My granddaughter Aubrey and I had the opportunity to spend the day with my sister, Linda, and her granddaughter London. We declared it a girls’ day and it was the perfect way to spend a summer afternoon.
The girls enjoyed lunch at Chick-Fil-A, with fun time in the indoor playground area, surrounded by a crowd of kids. They finished their outing there with vanilla ice cream. Later in the day, they cooled off by splashing around in a kiddie pool in Linda’s backyard and playing in the play room together.
The highlight of our day was a trip to the movie theater to watch the new animated release, Inside Out. All of us were excited about this film. Aubrey has been watching previews for days, in preparation for the movie. London bought Inside Out figurines, so of course, Aubrey had to get some too. As we arrived at the theater, the girls were busily chatting about the characters, and speculating about what part the elephant, Bing Bong, played in the story.
Inside Out is a Pixar Animation Studio/Walt Disney Pictures film featuring the voices of Amy Poehler, Phyllis Smith, Richard Kind, Bill Hader, Lewis Black, Mindy Kaling, Kaitlyn Dias, Diane Lane and Kyle MacLachlan. Pete Docter and Ronaldo Del Carmen directed and wrote the story. The comedy drama is rated PG and has a run time of 1 hour and 34 minutes.
Riley Anderson (Dias) is a happy eleven year old girl, thrown into confusion when her family leaves their home in Minnesota and moves across the country to San Francisco, California. While her mom and dad (Lane and MacLachlan) deal with a missing moving van and the stress of new jobs, Riley struggles with adjusting to a new home, new friends and a new school. She is guided by her emotions Joy (Poehler), Sadness (Smith), Fear (Hader), Anger (Black) and Disgust (Kaling) who occupy space inside Riley’s brain, a place they refer to as Headquarters. The emotions direct her through every day life and situations, while keeping tabs on the colorful spheres that accumulate, each holding a memory from the day.
Joy is Riley’s primary emotion, present with her since birth. Using optimism and high energy, she keeps the other emotions in check and strives to keep Riley happy and smiling. With the move, however, the other emotions are in conflict with Joy, especially Sadness, who while moping around, keeps touching the memory spheres, changing them from joyful yellow to tinged with blue sadness.
When Joy and Sadness are accidently relocated deep within Riley’s long term memory, the other emotions attempt to monitor and help Riley, who becomes angry, fearful and disgusted with her situation and her parents. Joy and Sadness watch helplessly as Riley sinks into resentment as she longs to return to Minnesota. While they are making their way through the girl’s memories, imagination and dreamscape, heading back to Headquarters with Riley’s core memories, they observe her personality shifting, her core values falling away into the desolate area of forgotten memories.
With the help of Bing Bong (Kind), Riley’s imaginary friend from her early childhood, Joy and Sadness navigate through a confusing and often treacherous landscape, learning how important it is for all the emotions, especially Sadness, to be given importance, if not dominance.
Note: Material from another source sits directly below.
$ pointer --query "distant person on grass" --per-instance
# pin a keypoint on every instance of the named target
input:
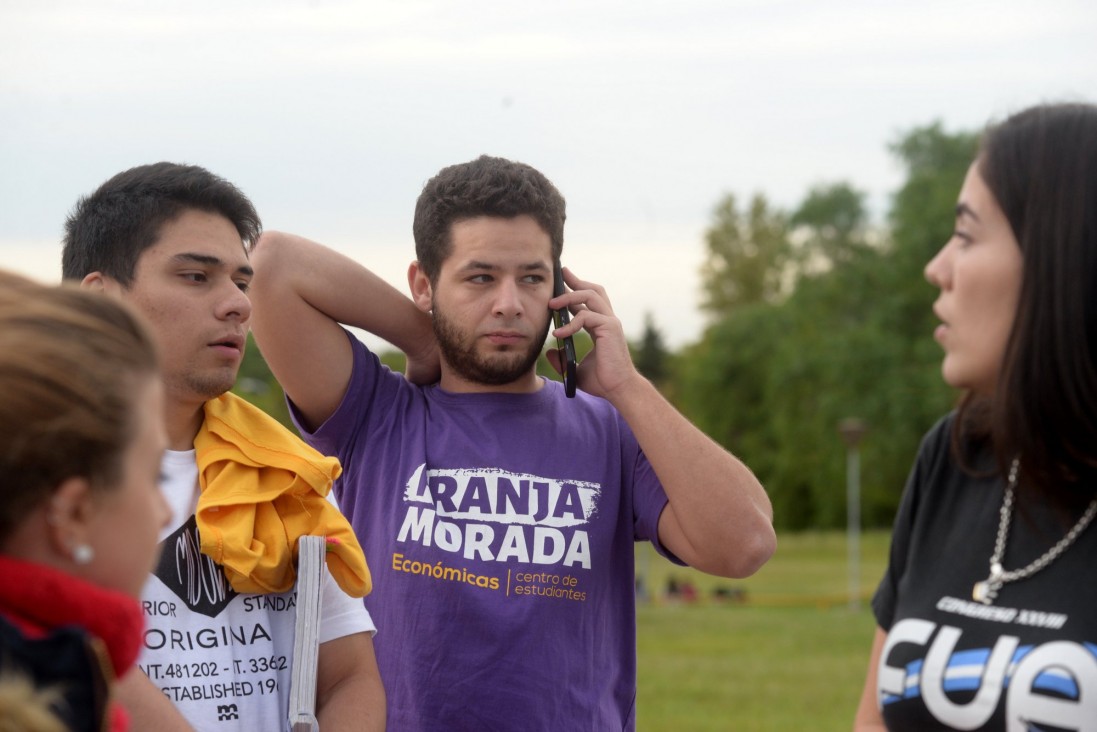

This was a delightful movie. And one that provided an interesting and often humorous look at the warring emotions inside each of us. I watched, amused, as Joy rallied the other emotions and sent a steady stream happy memories and reminders to Riley, keeping her upbeat. With her highly positive outlook, she reminded me….of me. What was portrayed very well, and impacted me the most, was the role Sadness played in creating a sense of compassion and companionship between Riley and her parents. It turned out Riley needed her lower emotion of Sadness to be able to appreciate her family and her past experiences, and to appreciate Joy more.
I have struggled with the emotion of Sadness in my own life, denying it for years, refusing to give in to it, to the point where I have lost the ability to freely shed tears. It’s not that I want to be ruled by Sadness, or dwell there very often or for very long, but watching the emotions in this animated film brought to my awareness how important ALL of my emotions are, and that they all have value and something to offer to me if I will accept those gifts. I could almost hear my own version of Sadness breathe a long sigh of relief as I “got it”. And I was ruled, dominated, by the emotion of Fear for an unnaturally long time. It has taken a very conscious shift within to loosen Fear’s hold on me. I am grateful that Joy is my primary emotion now, yet I desire to be mindful of what my other emotions are alerting me to.
The girls chatted about the movie afterward, and perhaps not surprisingly, both had sympathy and appreciation for Sadness as well. Aubrey used to play a little game with people, when she was only two years old. She would rest her hand lightly the leg or arm of another, feeling into their emotions, and ask, “Are you happy, mad or sad?” Watching Inside Out today, I recognized that she has had a very healthy relationship with her emotions for her entire life. It is amazing what I can learn from an animated movie. I appreciate the girls for suggesting this film. We all want to see it again!
The girls hamming it up with a movie cut out.